You can use this to get a perfect count, it calculates the mode a particular column
df['name'].value_counts()
To get the n
most frequent values, just subset .value_counts()
and grab the index:
# get top 10 most frequent names
n = 10
dataframe['name'].value_counts()[:n].index.tolist()
to get top 5:
dataframe['name'].value_counts()[0:5]
To get the top five most common names:
dataframe['name'].value_counts().head()
df['name'].value_counts()[:5].sort_values(ascending=False)
The value_counts
will return a count object of pandas.core.series.Series
and sort_values(ascending=False)
will get you the highest values first.
my best solution to get the first is
df['my_column'].value_counts().sort_values(ascending=False).argmax()
Simply use this..
dataframe['name'].value_counts().nlargest(n)

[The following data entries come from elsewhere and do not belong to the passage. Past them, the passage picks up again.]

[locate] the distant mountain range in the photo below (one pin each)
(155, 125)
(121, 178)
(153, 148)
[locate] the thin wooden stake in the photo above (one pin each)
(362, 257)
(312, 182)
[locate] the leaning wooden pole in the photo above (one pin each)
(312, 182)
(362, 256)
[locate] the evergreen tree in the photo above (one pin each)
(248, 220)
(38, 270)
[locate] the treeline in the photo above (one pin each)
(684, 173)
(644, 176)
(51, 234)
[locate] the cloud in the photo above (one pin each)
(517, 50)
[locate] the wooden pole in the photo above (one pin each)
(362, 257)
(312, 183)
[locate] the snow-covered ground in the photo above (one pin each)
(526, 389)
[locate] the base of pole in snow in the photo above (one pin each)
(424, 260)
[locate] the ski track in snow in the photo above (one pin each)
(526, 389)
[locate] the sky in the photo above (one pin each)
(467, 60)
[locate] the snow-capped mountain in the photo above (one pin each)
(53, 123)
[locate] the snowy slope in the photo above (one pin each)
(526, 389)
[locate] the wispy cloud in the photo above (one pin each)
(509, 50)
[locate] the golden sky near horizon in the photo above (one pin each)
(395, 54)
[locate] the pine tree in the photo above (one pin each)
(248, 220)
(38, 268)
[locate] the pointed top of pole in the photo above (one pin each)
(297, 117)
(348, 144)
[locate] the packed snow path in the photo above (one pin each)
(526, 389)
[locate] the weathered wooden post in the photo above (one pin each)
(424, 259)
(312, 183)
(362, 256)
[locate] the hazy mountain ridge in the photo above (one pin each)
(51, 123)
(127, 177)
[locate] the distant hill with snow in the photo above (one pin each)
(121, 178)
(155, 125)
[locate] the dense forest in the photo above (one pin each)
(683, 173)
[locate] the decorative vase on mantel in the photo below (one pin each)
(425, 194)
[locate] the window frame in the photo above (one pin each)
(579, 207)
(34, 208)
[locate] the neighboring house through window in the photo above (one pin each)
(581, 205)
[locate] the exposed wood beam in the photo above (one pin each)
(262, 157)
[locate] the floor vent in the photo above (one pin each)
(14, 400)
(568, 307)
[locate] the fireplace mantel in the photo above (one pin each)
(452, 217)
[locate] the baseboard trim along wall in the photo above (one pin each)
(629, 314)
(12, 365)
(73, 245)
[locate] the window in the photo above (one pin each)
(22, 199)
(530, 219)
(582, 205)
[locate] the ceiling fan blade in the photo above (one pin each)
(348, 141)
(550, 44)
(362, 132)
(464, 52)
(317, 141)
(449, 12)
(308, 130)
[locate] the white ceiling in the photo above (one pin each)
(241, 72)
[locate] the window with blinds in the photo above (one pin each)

The functions for frequencies largest and smallest are:
nlargest()
for mostfrequent ‘n’ values
nsmallest()
for least frequent ‘n’ values
Use:
df['name'].mode()
or
df['name'].value_counts().idxmax()
n is used to get the number of top frequent used items
n = 2
a=dataframe['name'].value_counts()[:n].index.tolist()
dataframe["name"].value_counts()[a]
I had a similar issue best most compact answer to get lets say the top n (5 is default) most frequent values is:
df["column_name"].value_counts().head(n)
Identifying the top 5, for example, using value_counts
top5 = df['column'].value_counts()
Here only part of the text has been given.